Although Hickey used publicly known techniques that are widely understood by security experts, we nevertheless privately informed Microsoft’s security team of the attack process prior to publication.
For its part, Microsoft rejected the claims.
“In early June, we stated that Windows 10 S was not vulnerable to any known ransomware, and based on the information we received from ZDNet that statement holds true,” said a spokesperson. “We recognize that new attacks and malware emerge continually, which is why [we] are committed to monitoring the threat landscape and working with responsible researchers to ensure that Windows 10 continues to provide the most secure experience possible for our customers.”

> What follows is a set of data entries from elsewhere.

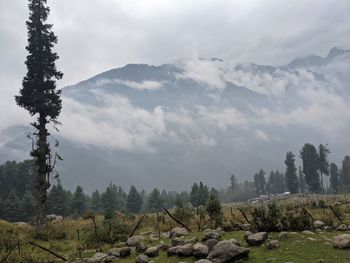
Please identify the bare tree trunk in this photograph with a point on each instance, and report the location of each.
(43, 170)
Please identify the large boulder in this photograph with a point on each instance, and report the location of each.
(133, 241)
(210, 243)
(210, 234)
(54, 218)
(141, 247)
(318, 224)
(177, 241)
(256, 239)
(200, 250)
(178, 232)
(98, 257)
(120, 252)
(182, 251)
(152, 252)
(342, 227)
(142, 259)
(272, 244)
(341, 241)
(226, 251)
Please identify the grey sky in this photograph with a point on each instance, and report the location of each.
(97, 35)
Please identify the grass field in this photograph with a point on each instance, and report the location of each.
(63, 239)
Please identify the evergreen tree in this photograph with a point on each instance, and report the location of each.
(134, 201)
(334, 178)
(27, 207)
(95, 202)
(11, 209)
(233, 182)
(310, 159)
(323, 152)
(346, 171)
(260, 182)
(109, 198)
(199, 194)
(57, 201)
(214, 210)
(302, 183)
(39, 95)
(291, 176)
(155, 202)
(79, 201)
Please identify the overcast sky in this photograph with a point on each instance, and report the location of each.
(98, 35)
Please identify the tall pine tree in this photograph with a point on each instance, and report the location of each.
(39, 95)
(334, 178)
(134, 201)
(310, 159)
(323, 152)
(291, 176)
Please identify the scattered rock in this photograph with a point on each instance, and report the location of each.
(54, 218)
(120, 252)
(247, 234)
(178, 232)
(182, 251)
(308, 232)
(97, 257)
(141, 247)
(256, 239)
(272, 244)
(342, 227)
(142, 259)
(283, 235)
(152, 252)
(133, 241)
(341, 241)
(245, 227)
(328, 228)
(311, 239)
(176, 241)
(200, 250)
(318, 224)
(227, 251)
(210, 234)
(210, 243)
(110, 259)
(21, 224)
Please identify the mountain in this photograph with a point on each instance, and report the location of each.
(200, 119)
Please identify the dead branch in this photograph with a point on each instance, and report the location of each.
(137, 225)
(48, 250)
(176, 220)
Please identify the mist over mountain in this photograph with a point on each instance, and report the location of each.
(200, 119)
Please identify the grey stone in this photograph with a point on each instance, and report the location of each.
(318, 224)
(210, 234)
(178, 232)
(152, 252)
(341, 241)
(256, 239)
(342, 227)
(272, 244)
(142, 259)
(227, 251)
(200, 250)
(141, 247)
(176, 241)
(133, 241)
(210, 243)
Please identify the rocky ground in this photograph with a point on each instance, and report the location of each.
(323, 244)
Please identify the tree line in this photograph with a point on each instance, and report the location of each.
(309, 177)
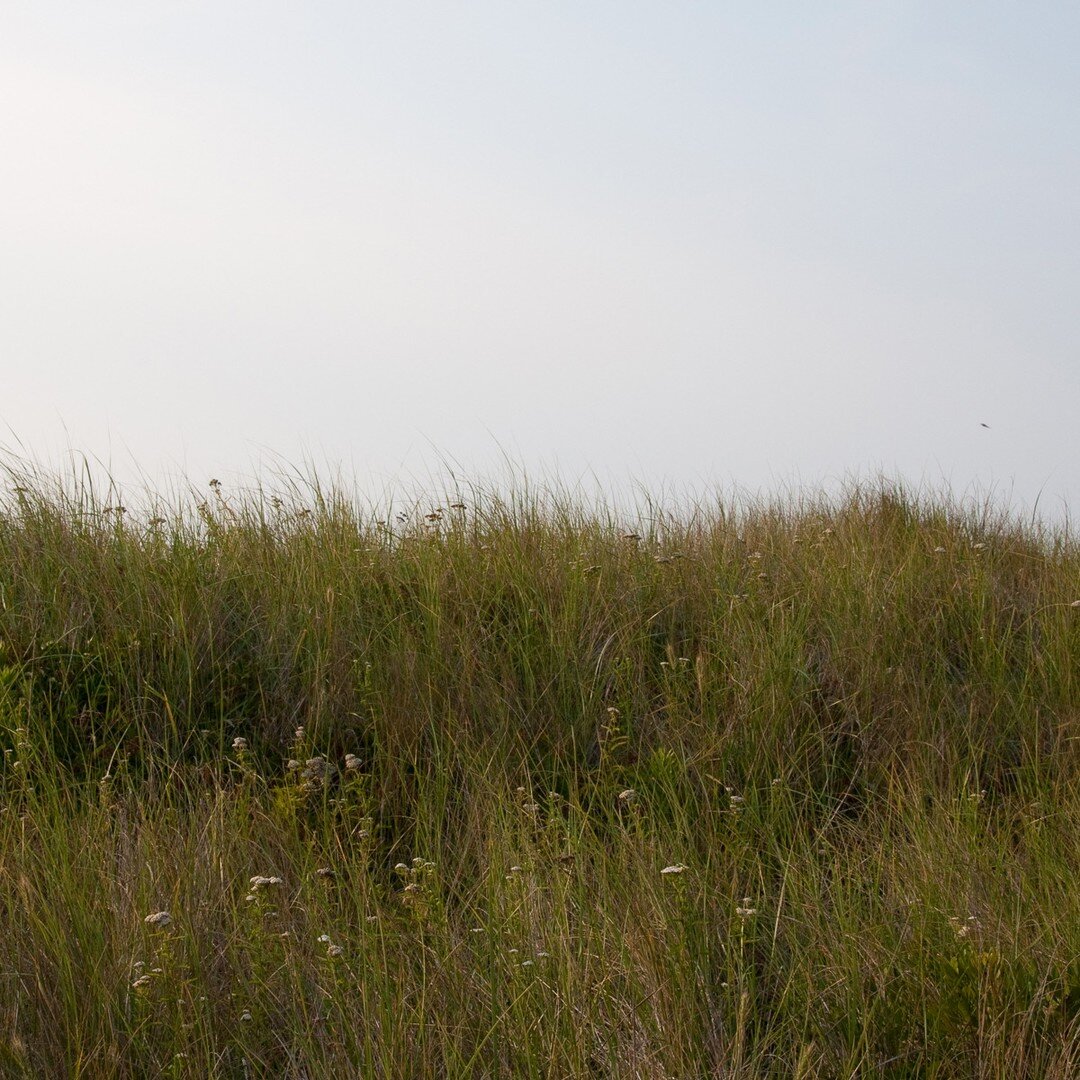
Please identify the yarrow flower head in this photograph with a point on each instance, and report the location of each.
(261, 882)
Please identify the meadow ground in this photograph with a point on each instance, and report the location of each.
(503, 786)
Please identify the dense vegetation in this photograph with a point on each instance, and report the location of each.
(507, 787)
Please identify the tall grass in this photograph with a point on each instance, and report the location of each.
(510, 786)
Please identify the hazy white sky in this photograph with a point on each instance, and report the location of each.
(690, 243)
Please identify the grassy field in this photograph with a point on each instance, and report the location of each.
(502, 786)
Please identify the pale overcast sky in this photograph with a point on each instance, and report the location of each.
(690, 243)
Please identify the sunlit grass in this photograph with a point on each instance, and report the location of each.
(509, 785)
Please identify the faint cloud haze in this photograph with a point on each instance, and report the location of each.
(684, 244)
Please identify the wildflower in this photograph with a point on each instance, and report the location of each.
(261, 882)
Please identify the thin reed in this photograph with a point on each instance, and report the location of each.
(509, 785)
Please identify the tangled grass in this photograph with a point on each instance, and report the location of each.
(508, 787)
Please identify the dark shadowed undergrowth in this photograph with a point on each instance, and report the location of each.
(509, 786)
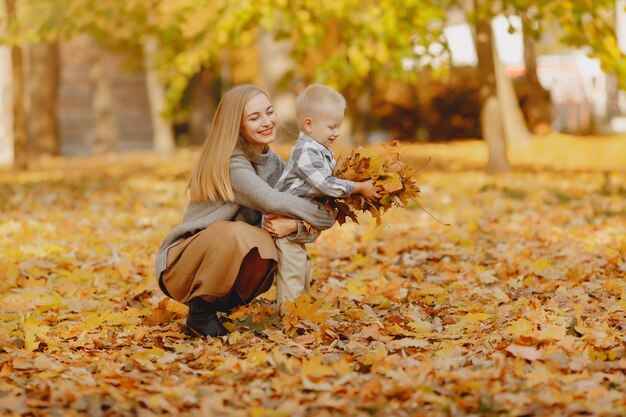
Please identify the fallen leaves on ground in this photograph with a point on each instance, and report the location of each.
(394, 178)
(518, 308)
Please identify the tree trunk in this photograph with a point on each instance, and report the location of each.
(6, 101)
(274, 64)
(513, 122)
(105, 137)
(162, 129)
(537, 105)
(620, 24)
(202, 106)
(43, 83)
(490, 116)
(20, 133)
(362, 112)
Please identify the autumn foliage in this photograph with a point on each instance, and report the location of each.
(517, 309)
(395, 178)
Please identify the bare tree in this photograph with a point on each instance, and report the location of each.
(105, 137)
(20, 133)
(162, 129)
(43, 83)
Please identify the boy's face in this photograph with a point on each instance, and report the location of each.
(324, 126)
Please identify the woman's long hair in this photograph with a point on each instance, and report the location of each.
(210, 178)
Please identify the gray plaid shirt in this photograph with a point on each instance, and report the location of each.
(309, 171)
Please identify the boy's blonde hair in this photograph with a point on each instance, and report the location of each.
(210, 178)
(313, 99)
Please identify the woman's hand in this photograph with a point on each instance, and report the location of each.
(279, 226)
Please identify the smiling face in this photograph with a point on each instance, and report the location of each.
(258, 123)
(324, 126)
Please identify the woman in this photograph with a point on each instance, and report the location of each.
(219, 257)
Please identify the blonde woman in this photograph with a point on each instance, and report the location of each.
(219, 256)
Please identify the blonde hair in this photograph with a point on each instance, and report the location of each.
(210, 177)
(313, 99)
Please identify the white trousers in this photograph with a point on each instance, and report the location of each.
(294, 270)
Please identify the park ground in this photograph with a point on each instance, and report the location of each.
(517, 307)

This hack may not have been the prettiest or easiest to launch. You could argue that the hack took too many steps that wouldn’t be replicated in the real world, and that this case would rely on either social engineering or physical access to a device, rather than a weaponized file to launch on a double-click. That said, hackers aren’t known to give up after a little over three hours probing vulnerabilities.
In the end, Microsoft said that “no known ransomware” works on the operating system, but by gaining “system”-level access, we showed that it’s entirely possible to take control of the machine to install ransomware.
If there’s a lesson to be learned (and repeated again and again), it’s that nothing is unhackable.